Assessing the contribution of bacteria to the heat tolerance of experimentally evolved coral photosymbionts

Abstract

AbstractCoral reefs are extremely vulnerable to ocean warming, which triggers coral bleaching—the loss of endosymbiotic microalgae (Symbiodiniaceae) from coral tissues, often leading to death. To enhance coral climate resilience, the symbiont, Cladocopium proliferum was experimentally evolved for >10 years under elevated temperatures resulting in increased heat tolerance. Bacterial 16S rRNA gene metabarcoding showed the composition of intra‐ and extracellular bacterial communities of heat‐evolved strains was significantly different from that of wild‐type strains, suggesting bacteria responded to elevated temperatures, and may even play a role in C. proliferum thermal tolerance. To assess whether microbiome transplantation could enhance heat tolerance of the sensitive wild‐type C. proliferum, we transplanted bacterial communities from heat‐evolved to the wild‐type strain and subjected it to acute heat stress.
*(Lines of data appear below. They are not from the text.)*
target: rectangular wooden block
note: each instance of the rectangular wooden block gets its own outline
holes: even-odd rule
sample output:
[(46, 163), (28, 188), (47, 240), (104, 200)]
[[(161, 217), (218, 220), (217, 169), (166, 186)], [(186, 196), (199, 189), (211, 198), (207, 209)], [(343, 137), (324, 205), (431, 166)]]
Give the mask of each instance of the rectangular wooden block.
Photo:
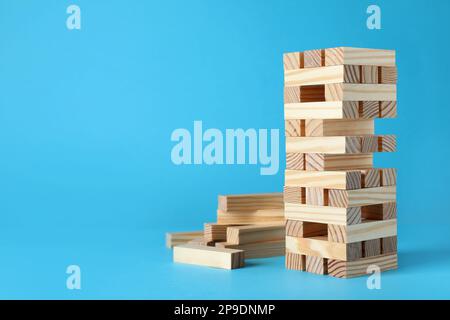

Microbiome transplantation resulted in the incorporation of only 30 low‐abundance strains into the microbiome of wild‐type cultures, while the relative abundance of 14 pre‐existing strains doubled in inoculated versus uninoculated samples. Inoculation with either wild‐type or heat‐evolved bacterial communities boosted C. proliferum growth, although no difference in heat tolerance was observed between the two inoculation treatments. This study provides evidence that Symbiodiniaceae‐associated bacterial communities respond to heat selection and may contribute to coral adaptation to climate change.